Du côté de l’Alliance des boutiques de vapotage du Québec (ABVQ), le porte-parole David Lévesque se dit surpris que le Regroupement des tabagies du Québec ait été créé pour attaquer les vapoteries nouveau genre. « Ils se trompent de cibles », croit-il.

Ce qui affecte les tabagies et les dépanneurs, ce sont les ventes en ligne hors province. De s’attaquer aux vape shops en essayant de nous dépeindre comme des individus qui veulent vendre aux jeunes, c’est complètement con. On a souvent les mêmes produits que les tabagies.

David Lévesque, porte-parole de l’Alliance des boutiques de vapotage du Québec (ABVQ)

L’augmentation du vapotage chez les jeunes a commencé après des changements législatifs en 2018, alors que l’éclosion des boutiques spécialisées date de 2014, soutient M. Lévesque.

L’ABVQ rejoint toutefois les constats du RTQ quant au laxisme des inspecteurs du ministère de la Santé et des Services sociaux (MSSS) vis-à-vis des produits de vapotage illégaux, qu’ils soient vendus dans les réserves autochtones ou dans des dépanneurs spécialisés.

« Que les gens achètent des saveurs pour les mettre dans leurs produits de vapotage, ça les regarde », dit M. Lévesque. « Je préfère que les gens fassent ça plutôt qu’ils achètent un paquet de cigarettes. Mais présentement, il y a des pommes pourries, des gens qui étiquettent des trucs en disant que ce sont des saveurs de tabac, alors que ce sont des saveurs de fruits. Sur ce point-là, il y a eu plusieurs plaintes et le gouvernement ne fait pas sa job. »

Des « travaux internes » au ministère de la Santé

Le ministère de la Santé et des Services sociaux (MSSS) admet que « certaines pratiques de l’industrie du vapotage demeurent en contradiction avec les intentions derrière le règlement » sur les produits aromatisés.

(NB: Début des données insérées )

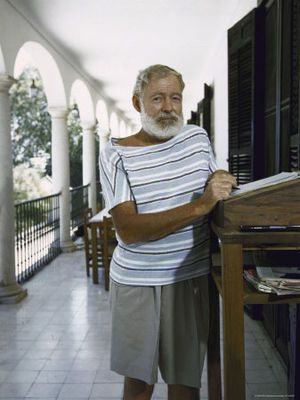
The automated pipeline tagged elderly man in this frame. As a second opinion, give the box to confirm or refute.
[100,65,236,400]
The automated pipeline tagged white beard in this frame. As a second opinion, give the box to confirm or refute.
[140,102,183,140]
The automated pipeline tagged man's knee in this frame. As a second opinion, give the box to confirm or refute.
[168,385,200,400]
[124,377,154,400]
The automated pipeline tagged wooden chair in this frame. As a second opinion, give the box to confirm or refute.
[102,217,117,290]
[83,208,103,276]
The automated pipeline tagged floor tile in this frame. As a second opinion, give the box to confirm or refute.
[26,383,62,398]
[0,383,31,399]
[0,251,287,400]
[58,383,93,399]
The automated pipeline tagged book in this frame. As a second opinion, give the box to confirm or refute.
[231,171,300,196]
[244,267,300,296]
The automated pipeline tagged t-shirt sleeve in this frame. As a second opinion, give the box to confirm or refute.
[99,145,134,211]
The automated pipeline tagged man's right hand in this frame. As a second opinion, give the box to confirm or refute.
[201,170,237,211]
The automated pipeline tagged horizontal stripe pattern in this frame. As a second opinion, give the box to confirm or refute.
[100,125,216,286]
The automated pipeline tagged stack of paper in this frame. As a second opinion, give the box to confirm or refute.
[244,267,300,296]
[231,172,300,196]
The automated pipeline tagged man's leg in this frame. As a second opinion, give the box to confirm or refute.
[123,377,154,400]
[168,385,200,400]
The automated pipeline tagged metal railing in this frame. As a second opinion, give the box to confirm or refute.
[70,185,89,230]
[15,193,60,283]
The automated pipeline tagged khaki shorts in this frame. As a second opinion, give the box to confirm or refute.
[111,275,209,388]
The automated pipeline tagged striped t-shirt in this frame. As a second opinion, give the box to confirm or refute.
[100,125,216,286]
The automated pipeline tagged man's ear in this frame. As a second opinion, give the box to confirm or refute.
[132,95,141,112]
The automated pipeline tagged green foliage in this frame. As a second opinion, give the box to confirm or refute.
[10,67,86,200]
[10,67,51,166]
[67,110,82,187]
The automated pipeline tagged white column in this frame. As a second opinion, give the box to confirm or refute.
[98,127,110,153]
[81,122,97,214]
[0,74,27,304]
[48,107,76,252]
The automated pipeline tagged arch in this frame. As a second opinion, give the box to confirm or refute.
[70,79,95,124]
[96,100,109,132]
[109,111,120,137]
[14,42,67,108]
[0,44,5,74]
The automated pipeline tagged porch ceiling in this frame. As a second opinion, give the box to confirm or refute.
[8,0,246,126]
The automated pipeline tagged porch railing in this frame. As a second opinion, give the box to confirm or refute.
[15,193,60,283]
[71,185,89,230]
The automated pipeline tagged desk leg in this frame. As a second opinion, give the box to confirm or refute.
[222,244,246,400]
[207,275,222,400]
[91,224,99,283]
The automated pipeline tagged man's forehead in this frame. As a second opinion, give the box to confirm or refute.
[144,75,182,93]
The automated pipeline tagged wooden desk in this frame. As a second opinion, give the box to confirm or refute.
[88,208,111,286]
[208,224,300,400]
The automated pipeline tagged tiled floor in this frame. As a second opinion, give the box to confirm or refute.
[0,251,286,400]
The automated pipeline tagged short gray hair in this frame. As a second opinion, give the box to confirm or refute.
[133,64,185,98]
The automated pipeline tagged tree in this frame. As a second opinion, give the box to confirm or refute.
[10,66,82,200]
[10,67,51,166]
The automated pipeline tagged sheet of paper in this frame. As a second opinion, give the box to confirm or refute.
[231,172,300,196]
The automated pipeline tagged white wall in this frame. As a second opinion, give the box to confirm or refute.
[201,0,257,169]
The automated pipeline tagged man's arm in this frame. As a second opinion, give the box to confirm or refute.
[111,171,236,244]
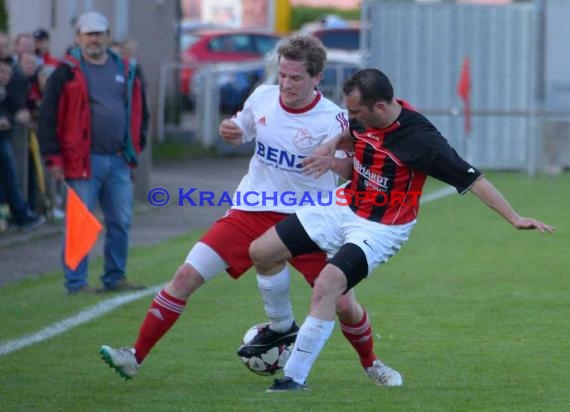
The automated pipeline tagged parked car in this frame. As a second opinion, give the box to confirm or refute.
[180,29,280,106]
[299,15,360,52]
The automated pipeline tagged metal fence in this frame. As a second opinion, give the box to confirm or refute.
[157,60,359,154]
[362,0,570,174]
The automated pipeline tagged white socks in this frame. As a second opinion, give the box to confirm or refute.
[283,316,335,384]
[257,265,295,332]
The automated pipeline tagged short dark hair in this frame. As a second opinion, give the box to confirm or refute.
[0,56,14,67]
[32,29,49,40]
[342,69,394,109]
[277,34,327,77]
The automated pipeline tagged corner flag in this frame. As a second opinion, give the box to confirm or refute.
[64,186,102,270]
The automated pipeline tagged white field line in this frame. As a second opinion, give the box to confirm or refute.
[0,285,164,356]
[0,186,455,356]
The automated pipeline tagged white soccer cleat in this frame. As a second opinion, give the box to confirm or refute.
[99,345,140,379]
[365,359,404,386]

Dans un courriel, la porte-parole Marie-Pierre Blier indique que 744 visites d’inspection ont été effectuées dans les points de vente de produits du tabac et de vapotage du 31 octobre 2023 au 31 mars 2024.

« Uniquement en lien avec le nouveau règlement sur le vapotage, 18 avertissements de non-respect ont été émis et 25 constats d’infraction sont actuellement en traitement pour autorisation par le Directeur des poursuites criminelles et pénales », souligne-t-elle. Le MSSS mène actuellement des travaux internes pour « faire usage de l’ensemble des leviers réglementaires et législatifs existants pour mettre fin aux contournements observés ». « Si des mesures supplémentaires doivent être mises en place, elles le seront », précise Mme Blier.